La qualité des fourrages est essentielle en élevage : d’après une enquête menée auprès de soixante-cinq éleveurs, 39 évoquent des problèmes de fécondité, 12 se plaignent de raideur à la mise à l’herbe, de vaches qui ont du mal à tenir debout, de fièvres de lait en dehors des vêlages. Des symptômes liés à une carence en minéraux et notamment à une carence en potassium.

«Certains ont en effet tendance à oublier que la destination des fourrages est l’alimentation animale et qu’à tirer au niveau des engrais, les animaux derrière vont mesurer la qualité de ce que vous leur apportez» affirme le technicien d’EMC2. On peut néanmoins se demander si un complément ciblé à l’auge ne serait pas plus efficace sur le plan économique.

Les évolutions techniques en matière de fertilisation

 

Trois solutions ont été citées :

- l’engrais localisé au pied des plantes permettrait d’en mettre moins et de limiter les pertes et d’augmenter le développement racinaire de surface. Par exemple, pour l’orge de printemps, qui est une culture «explosive», tout doit donc être mis au pied.

- une nouvelle génération d’Activateurs biologiques. En favorisant le développement des bactéries, le PK présent dans le sol est rendu disponible pour la plante. Ces produits ne contiennent pas de phospore, néanmoins les essais semblent concluants. Un essai avec Neutraflore est en place dans le Bassigny. C’est une piste à explorer même si ces produits doivent faire leurs preuves également sur le plan économique.

- les outils de contrôle et de rattrapage.

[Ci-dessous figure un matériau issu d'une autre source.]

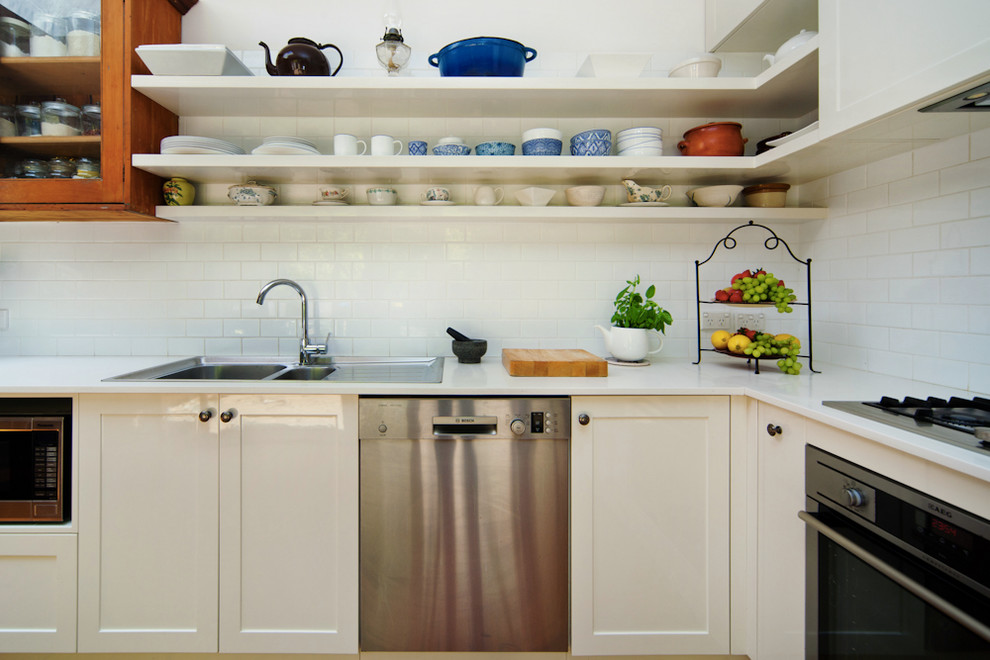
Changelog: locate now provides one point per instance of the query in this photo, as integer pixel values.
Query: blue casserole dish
(483, 56)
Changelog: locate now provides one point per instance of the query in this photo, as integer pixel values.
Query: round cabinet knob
(854, 497)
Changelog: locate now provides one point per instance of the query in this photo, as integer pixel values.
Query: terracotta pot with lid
(721, 138)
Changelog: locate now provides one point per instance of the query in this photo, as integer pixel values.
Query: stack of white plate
(285, 145)
(640, 141)
(192, 144)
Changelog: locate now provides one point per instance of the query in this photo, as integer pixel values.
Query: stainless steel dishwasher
(464, 508)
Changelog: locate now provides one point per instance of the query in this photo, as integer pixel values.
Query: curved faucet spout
(306, 349)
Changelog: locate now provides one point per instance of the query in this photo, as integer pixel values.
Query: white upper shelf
(787, 89)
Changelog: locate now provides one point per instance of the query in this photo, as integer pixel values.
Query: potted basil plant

L’analyse foliaire est un élément de diagnostic devenu abordable, au même titre que les analyses de sols et les analyses de fourrages. Il ne faut donc pas hésiter à y faire appel pour redresser la barre à temps en cas de carences.

Il n’y a plus aucun doute, l’agronomie est au service de la réduction d’intrants et de la performance environnementale.

 

* Indicateur de Fréquence de Traitement

Tout est question d’équilibre...

L’objectif du réseau équilibre mis en place par EMC2 est de trouver des réponses techniques en adéquation avec les attentes sociétales et le revenu des agriculteurs. La coopérative fait fonctionner ce réseau d’agriculteurs expérimentateurs sur ses fonds propres.

19 exploitations sont actuellement dans le réseau afin de tester des solutions alternatives. «Les motivations des agriculteurs sont d’ordre économique et environnemental, soit parce qu’ils sont dans une impasse ou parce qu’ils veulent réduire leurs intrants. On a commencé à semer l’hiver dernier avec des expérimentations sur le désherbinage et les antilimaces alternatifs. Les conclusions seront rendues lors des visites d’essais qui auront lieu après les premières récoltes», explique Mathias Sexe, Directeur Agronomie et développement.

Pour l’agriculteur qui souhaite se lancer dans l’aventure, tout commence par un diagnostic complet des assolements, du matériel et du temps de travail. L’expérimentation lui prendra du temps et il devra assumer les risques liés aux changements de pratique, mais il bénéficie de l’appui technique de la coopérative dans sa démarche. Il doit également accepter de partager les résultats.

Au-delà de l’aspect technique, adhérer à un réseau d’expérimentation peut contribuer à redonner un sens au métier, en remettant l’agriculteur en position d’acteur, en partenariat avec sa coopérative.